You wouldn't believe how often people ask if I like working in an Alzheimer's unit.  Some of them are the grown children of my residents and they rarely visit because their mother is a threat, a reminder that the end is inevitable and steamrolling their way.  They talk volumes at me, instructions on what I should be doing. You don't know your mother anymore, I want to say, her disease has changed her.  I show these insensitives no mercy. "Yes, I do like working in a nursing home.  Old people are so grateful and the ones that aren't we medicate the hell out of them."

 I wouldn't be anywhere else. Casey is my resident and thirty-one years ago Casey's son interviewed me for a job at their family jewelry store, it was the year I left my husband. I needed work and I thought why not a jewelry store and surely there would be commissions paid out on this expensive glittery stuff.  No, Casey's son told me.  No commissions, we don't want the staff competing against each other, bad feelings. And what he meant was: you all the get the same lousy minimum wage salary.  You cheap bastard, I thought, I got some bad feelings for you right here and then he went on to inform me since it was the Christmas season not to plan on spending time with my family.  I would be there at the store every night and weekend and all the miserable hours in between. That guy was just like his old man and Casey is one cantankerous, sewer-speaking, inappropriate dude and that would be the nice way to put it.

The staff is afraid of him, especially the housekeepers as they scurry around the dining room cleaning tables and floors after the evening meal.

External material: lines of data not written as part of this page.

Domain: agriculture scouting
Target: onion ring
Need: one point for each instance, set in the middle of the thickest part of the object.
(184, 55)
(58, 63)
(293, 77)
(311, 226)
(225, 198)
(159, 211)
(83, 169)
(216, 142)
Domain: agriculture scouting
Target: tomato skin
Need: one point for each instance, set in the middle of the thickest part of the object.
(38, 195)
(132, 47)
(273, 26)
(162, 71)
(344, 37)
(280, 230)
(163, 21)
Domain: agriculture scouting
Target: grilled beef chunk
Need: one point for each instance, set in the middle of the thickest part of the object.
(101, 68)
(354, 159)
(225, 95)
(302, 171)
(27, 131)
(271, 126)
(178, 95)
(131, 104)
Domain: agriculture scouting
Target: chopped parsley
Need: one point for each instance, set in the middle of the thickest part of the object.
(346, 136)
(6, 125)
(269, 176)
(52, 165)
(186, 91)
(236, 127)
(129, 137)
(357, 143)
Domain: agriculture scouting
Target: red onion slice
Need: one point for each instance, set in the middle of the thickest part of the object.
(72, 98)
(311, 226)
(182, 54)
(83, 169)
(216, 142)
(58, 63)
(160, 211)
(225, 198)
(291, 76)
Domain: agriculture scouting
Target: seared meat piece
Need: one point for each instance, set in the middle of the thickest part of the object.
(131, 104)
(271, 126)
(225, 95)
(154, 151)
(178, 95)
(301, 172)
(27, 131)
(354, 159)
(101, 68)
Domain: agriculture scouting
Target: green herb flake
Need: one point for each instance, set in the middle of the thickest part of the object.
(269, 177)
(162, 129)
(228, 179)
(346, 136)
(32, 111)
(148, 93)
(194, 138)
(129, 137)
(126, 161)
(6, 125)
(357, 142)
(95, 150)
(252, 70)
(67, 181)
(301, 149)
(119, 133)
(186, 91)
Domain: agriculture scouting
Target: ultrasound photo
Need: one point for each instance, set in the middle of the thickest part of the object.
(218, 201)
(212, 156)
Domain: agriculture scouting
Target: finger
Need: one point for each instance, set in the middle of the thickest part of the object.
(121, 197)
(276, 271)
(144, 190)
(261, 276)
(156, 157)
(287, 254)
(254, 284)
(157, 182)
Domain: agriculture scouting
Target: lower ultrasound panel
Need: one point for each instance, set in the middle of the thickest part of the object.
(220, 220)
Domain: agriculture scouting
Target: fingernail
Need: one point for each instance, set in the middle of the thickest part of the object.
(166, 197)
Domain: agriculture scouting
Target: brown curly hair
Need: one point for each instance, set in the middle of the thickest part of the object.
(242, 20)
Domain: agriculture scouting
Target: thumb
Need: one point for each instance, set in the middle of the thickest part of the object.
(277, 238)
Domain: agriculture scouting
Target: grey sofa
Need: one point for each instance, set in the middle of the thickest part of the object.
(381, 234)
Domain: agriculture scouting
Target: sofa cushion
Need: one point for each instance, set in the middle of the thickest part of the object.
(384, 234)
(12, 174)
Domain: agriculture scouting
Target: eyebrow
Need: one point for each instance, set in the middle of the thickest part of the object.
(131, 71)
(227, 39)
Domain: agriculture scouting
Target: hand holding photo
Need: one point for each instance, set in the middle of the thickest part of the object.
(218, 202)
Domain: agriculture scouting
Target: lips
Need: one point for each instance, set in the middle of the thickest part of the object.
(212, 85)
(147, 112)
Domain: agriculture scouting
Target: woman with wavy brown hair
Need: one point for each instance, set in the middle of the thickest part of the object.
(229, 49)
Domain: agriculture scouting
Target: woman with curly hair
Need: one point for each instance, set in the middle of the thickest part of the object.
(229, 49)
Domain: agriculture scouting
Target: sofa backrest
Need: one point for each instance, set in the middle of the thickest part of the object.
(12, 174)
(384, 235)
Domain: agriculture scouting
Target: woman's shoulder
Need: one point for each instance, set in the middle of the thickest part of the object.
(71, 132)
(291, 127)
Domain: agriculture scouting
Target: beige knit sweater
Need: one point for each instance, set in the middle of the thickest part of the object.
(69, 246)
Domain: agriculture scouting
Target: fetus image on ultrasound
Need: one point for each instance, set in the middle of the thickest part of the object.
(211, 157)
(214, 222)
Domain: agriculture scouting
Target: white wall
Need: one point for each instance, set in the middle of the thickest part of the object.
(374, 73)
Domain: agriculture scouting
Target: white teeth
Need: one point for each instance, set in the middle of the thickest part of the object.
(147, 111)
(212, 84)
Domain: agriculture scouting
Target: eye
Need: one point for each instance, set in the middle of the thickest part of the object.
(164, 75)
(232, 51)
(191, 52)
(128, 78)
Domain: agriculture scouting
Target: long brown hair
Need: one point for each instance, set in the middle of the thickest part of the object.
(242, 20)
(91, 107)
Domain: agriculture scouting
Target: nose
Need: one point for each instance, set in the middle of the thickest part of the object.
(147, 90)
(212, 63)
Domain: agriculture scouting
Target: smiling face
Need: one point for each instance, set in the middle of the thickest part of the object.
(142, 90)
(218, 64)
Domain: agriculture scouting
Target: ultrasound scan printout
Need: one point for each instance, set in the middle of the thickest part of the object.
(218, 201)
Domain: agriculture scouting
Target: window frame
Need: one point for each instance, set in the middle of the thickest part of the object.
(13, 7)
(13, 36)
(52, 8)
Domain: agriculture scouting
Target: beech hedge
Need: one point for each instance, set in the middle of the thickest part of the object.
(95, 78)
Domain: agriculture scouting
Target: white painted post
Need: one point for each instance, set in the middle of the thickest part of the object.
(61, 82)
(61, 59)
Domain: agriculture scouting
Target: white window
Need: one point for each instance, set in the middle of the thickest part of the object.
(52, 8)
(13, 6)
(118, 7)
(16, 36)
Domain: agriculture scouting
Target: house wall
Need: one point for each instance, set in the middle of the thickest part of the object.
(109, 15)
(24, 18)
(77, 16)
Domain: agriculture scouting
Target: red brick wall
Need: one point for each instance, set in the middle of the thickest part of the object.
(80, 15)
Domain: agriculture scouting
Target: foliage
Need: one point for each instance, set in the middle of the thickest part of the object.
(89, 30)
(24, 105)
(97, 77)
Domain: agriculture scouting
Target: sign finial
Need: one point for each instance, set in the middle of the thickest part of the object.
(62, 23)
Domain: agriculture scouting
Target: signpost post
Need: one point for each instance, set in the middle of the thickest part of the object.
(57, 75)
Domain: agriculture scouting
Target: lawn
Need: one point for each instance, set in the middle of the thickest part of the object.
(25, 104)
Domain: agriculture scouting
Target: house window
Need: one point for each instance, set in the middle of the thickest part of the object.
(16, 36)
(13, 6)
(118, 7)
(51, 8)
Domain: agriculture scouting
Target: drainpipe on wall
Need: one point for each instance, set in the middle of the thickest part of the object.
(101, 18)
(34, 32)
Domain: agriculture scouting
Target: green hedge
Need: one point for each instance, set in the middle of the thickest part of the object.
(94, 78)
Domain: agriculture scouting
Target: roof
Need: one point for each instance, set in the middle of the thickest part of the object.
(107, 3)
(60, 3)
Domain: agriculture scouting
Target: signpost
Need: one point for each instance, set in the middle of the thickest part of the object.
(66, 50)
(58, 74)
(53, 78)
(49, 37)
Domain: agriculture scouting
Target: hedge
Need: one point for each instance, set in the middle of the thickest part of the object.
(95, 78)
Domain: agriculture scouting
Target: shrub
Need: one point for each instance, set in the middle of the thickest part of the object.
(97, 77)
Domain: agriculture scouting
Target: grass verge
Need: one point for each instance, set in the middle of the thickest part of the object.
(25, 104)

Casey has a keen eye and he will kick over their bucket of water if they don't move quickly enough.  He points out every missed crumb and gravy stain and will curse them like the evil pirate he is should they miss one.  I ignore Casey's taunts, what else can I do, he has Alzheimer's disease and most dementia patients fall into one of two categories, "pleasantly confused" (which will be my legacy when I am diagnosed although friends tell me I am already there) and, "aggressively mean and paranoid" and here Casey is firmly planted like a barnacle under a ship.  I'll sit him down with a 24-piece puzzle, some ditsy Disney character puzzle, and when Casey focuses his tyrannical tendencies are left behind.   And tomorrow and the day after and the day after I'll give Casey the same puzzle and he won't remember.

1 comment:

AmySueRose said...

There are days I miss working in Memory Care. There's nothing more rewarding than when you connect, no matter how brief the moment.